The Co-operative movement started in India in the last decade of the 19th Century with two objects in view, i.e. to protect the farmers from the hands of the private money lenders and to improve their economic condition and thus improve their way of life. Madras province was the birth-place of this movement. With the setting up of an Agricultural Co-operative Banks there the movement took root in our Land and slowly gained strength. However, the growth of Co-operative movement in India during British rule was very slow and haphazard one. In most of the cases, the provincial governments took the lead. The foreign ruler had only made some committees or framed a few rules and regulations. But they did not take any wide-ranging programme to spread the movement all over the country.
The golden era of Co-operative movement began after India had won freedom. Within two decades of independence the membership of primary societies had increased four times while the share capital and working capital increased 23 and 31 times respectively. The history of Dairy Development Movement in India is a new one. During the pre-independence period this movement was limited to a few pockets of Calcutta, Madras, Bangalore and Gujarat.
In early 1999, the United Nation's Food and Agriculture Organization (FAO) declared India as the world's largest producer of milk. According to FAO's Global Food Outlook Report, milk production in India crossed 146 million tons (mts) by2014, while milk production in the US, the second largest producer, was 101 mts.
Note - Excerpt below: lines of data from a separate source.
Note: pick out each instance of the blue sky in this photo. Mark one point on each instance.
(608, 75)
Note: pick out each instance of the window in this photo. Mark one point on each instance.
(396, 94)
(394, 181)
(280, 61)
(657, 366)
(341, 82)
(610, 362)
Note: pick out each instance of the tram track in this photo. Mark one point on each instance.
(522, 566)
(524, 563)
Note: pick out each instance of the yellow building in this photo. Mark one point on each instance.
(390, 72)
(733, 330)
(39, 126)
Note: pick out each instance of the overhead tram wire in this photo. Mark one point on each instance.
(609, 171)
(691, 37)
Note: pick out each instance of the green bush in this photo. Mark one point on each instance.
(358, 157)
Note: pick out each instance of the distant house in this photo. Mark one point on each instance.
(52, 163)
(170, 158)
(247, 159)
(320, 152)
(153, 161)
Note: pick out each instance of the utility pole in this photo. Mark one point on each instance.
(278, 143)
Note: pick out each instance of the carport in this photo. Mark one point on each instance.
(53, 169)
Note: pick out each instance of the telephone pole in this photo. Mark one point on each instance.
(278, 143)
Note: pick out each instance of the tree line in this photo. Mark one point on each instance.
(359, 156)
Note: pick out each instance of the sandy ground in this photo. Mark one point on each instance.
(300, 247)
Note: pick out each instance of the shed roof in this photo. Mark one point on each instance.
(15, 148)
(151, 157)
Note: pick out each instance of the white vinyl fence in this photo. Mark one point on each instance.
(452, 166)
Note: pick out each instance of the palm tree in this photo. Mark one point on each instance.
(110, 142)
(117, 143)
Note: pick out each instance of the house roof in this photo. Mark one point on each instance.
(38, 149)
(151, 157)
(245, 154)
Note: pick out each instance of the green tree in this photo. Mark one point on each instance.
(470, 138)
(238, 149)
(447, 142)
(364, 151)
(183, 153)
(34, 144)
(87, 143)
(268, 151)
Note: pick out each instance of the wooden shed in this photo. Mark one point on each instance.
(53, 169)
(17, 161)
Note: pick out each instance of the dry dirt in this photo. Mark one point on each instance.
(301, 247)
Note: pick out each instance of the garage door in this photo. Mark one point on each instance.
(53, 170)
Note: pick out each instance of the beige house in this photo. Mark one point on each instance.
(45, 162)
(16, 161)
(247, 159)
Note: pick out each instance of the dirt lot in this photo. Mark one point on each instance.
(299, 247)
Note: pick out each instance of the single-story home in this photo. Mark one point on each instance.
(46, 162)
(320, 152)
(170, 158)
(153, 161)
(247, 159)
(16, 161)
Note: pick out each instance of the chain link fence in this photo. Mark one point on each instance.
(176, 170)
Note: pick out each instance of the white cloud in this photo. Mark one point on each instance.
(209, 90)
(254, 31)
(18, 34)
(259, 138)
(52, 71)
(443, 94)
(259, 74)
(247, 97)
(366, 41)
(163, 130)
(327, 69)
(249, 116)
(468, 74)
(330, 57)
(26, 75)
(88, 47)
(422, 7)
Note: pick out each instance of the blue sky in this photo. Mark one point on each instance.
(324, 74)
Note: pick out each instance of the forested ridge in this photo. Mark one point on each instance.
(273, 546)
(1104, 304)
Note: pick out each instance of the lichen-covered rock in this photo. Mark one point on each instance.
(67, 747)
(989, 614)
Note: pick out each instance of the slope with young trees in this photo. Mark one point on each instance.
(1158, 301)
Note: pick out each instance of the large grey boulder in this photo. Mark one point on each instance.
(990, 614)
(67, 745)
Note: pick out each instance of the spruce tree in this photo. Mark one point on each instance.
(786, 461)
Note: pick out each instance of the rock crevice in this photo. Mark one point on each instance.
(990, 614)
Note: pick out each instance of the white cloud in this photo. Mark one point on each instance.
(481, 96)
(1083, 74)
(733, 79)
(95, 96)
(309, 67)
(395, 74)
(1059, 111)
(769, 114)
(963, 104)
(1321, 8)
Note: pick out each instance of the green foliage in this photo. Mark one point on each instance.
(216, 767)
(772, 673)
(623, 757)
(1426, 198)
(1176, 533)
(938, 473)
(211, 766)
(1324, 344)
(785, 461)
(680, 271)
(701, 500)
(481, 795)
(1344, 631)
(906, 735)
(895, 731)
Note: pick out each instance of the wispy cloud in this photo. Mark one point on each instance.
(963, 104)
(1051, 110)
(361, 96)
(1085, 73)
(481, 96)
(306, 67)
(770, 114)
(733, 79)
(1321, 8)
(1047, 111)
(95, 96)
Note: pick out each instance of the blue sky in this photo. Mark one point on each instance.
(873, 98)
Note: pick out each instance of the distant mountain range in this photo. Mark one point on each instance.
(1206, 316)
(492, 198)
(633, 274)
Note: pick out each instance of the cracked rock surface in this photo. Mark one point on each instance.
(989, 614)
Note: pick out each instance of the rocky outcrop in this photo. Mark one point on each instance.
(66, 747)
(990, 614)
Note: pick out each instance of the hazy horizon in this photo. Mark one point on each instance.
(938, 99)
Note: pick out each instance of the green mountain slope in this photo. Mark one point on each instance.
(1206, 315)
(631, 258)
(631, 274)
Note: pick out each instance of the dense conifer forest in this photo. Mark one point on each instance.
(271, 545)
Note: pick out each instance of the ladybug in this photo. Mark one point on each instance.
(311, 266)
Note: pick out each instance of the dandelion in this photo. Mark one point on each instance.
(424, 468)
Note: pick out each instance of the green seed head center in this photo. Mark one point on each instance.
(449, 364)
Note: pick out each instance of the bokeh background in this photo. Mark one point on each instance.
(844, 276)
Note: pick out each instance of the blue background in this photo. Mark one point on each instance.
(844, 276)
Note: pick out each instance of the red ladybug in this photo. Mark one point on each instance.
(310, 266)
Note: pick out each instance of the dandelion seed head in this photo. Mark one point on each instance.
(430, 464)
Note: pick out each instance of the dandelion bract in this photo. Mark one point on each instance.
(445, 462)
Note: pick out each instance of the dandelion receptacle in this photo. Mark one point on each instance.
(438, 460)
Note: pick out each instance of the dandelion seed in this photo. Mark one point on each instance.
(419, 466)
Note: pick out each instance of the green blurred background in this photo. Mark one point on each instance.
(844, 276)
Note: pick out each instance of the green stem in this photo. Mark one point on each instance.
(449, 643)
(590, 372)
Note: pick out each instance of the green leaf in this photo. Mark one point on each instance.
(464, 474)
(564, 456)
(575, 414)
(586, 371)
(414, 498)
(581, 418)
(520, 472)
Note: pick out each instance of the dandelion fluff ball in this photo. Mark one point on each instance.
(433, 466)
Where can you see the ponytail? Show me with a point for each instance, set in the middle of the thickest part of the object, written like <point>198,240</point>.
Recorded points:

This was truly a moment of glory for India, which, less than four decades earlier, had been a milk-deficit country. According to analysts, India's transformation into a milk surplus country was largely due to the collective initiative undertaken by various government and semi-government bodies to promote milk production and animal husbandry. In 1970, 'Operation Flood (OF)' was launched by the National Dairy Development Board (NDDB), an institution constituted as a body corporate in 1965. Declared as an 'institution of national importance' by an Act of Parliament, in 1965, NDDB was established with the objective of replicating the 'Anand Model' of dairy development.
The most notable of this venture was Kaira District Co-operative Milk Producers’ Union Limited of Anand, Gujarat. But after independence the National Government took great initiative in setting up new Dairy Co-operatives in many parts of the country. The National Dairy Development Board was set up to make the ambitious project a success. By the late 1990s, NDDB's success with the co-operative movement in India attracted the attention of many other developing countries as well as international agencies related to dairy development.
The countries which were inspired by the 'Operation Flood' project and which planned to implement similar projects included Sri Lanka, Bangladesh, Nepal, Philippines and Malaysia, besides a few African nations. Helping other emerging countries establish co-operatives in the dairy industry was one of the elements of the three-pronged strategic plan outlined by Amrita Patel (Patel), who took over as chairman of NDDB in 1999 (after Kurien's 33-year stint). In addition to aiming at capitalizing the success of co-operative-run diaries, the plan also involved transforming India into a major milk exporter and extending the co-operative model to other domestic agricultural products.